I’m looking to setup a microcontroller to be able to remote power-on/auto power on my TX2 when the device occasionally shuts down. What microcontroller do you guys recommend and is there a specific setup or road map you could refer me to for hooking it up?
Hi Jordan, a 555 timer circuit should do the trick. You can either design the circuitry into your custom carrier, for example using the NE555P IC, or use a 3rd-party carrier board that already supports auto power-on like ConnectTech’s do. Alternatively if you wanted to try wiring something to the power header of your existing developer kit, you may be able to use an external add-on module like this one.
This also for the dev kit. So we will have the primary power source from for the TX2, but I just want to make sure we can turn it on remotely in the event that it crashes. Is what you mentioned above still the best route?
The cleanest way is to use a 3rd party carrier with the feature (like mentioned above) or roll your own carrier with the 555 circuit.
For use on the devkit itself, you could connect the power header to an external timer board like from Adafruit above.
There is a standard 2-pin 0.1" spaced header in parallel with both the power button and reset button. Anything which detects a non-working state and performs either the correct reset button or power button operation (such as from the 555 which is very easy to work with and inexpensive) will do the job. The trick is determining when to hit the reset or power button…you’ll need some sort of heartbeat function.
Thank you guys,
What would the installation of the Adafruit or 555 look like and can you clarify heartbeat function?
I can’t give you an exact answer on heartbeat. Basically you just need to determine how to decide that the 555 would trigger power up. An obvious answer is that power was off and now it is on, but some bus shows power has not been applied to the Jetson itself beyond having the power connector, then the 555 would trigger power on (this would be a case of using the 555 to guarantee autoboot upon power being applied).
In your case it sounds like you might also be interested in forcing a reset if the system locks, or if software has told the Jetson to shut down without actually losing power. Is this the case?
A typical hearbeat might be a ping of the ethernet port, and if ping is lost, it waits one minute and then hits the power reset button…if ping does not start within two minutes of a power on event, then it would reset and try again in an infinite loop. If you need ping to know about “I’m alive”, then you’ll need something with network abilities…which could be a micro controller attached to a 555 for the timer side. It’s up to you to define what state the Jetson is in and whether to force a power up.

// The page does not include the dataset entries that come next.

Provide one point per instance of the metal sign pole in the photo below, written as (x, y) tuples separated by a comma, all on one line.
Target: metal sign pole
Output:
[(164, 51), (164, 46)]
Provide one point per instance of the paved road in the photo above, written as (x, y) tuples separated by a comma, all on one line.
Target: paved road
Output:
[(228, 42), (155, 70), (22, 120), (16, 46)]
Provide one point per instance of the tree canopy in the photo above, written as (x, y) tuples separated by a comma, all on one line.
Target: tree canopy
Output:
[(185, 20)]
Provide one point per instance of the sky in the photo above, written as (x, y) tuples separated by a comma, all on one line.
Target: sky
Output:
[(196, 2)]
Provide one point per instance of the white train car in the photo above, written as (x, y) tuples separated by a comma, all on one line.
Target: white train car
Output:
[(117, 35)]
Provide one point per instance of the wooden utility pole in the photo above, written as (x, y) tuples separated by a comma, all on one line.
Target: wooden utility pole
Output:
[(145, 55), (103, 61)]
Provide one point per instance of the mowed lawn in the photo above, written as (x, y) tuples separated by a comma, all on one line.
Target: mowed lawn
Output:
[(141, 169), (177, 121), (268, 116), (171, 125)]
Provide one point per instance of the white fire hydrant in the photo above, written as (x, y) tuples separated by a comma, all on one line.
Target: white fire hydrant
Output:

As an alternative, perhaps a GPIO pin could be clocked to tick once each 30 seconds…and this would reset the 555 on a two minute wait. Should the 555 not get a tick for two minutes, then it would do the equivalent of hitting the power buttton and/or reset button.
Great, thank you both.
Do either of you know of any tutorials or walk throughs on integrating something like the adafruit timer board from above with power headers? & just to verify, the power header for the devkit is the J9 pin?
J9 is the “force recovery” button, J3 is the reset button. J11 is the power “force off” button. The button you are interested in is J6. Pin 1 of J6 is marked and is ground, shorting pin 2 to pin 1 (or ground) results in turning an “off” Jetson “on” (and probably if you hold a short on those pins for about 5 seconds for an “on” Jetson it should go to “off”…I didn’t test).
Semi random question – we are using a raspberry pi for a component of our solution that we think would put too much strain on our TX2, any chance you know if we could use that to short the J6 pin?
I suspect any open collector gate which can float until triggered, but then briefly ground upon trigger, would do the job. An RPi should be fine if it has a 5V tolerant open collector/open drain output (grounding the “hot” pin triggers…the float voltage is 5V which your design should not draw current from until triggered). About the only thing to be of issue is if the pulse is too short…I don’t know what a correct pulse width is, but think of the time a human might spend on “tapping” an on button or reset button…perhaps 100ms.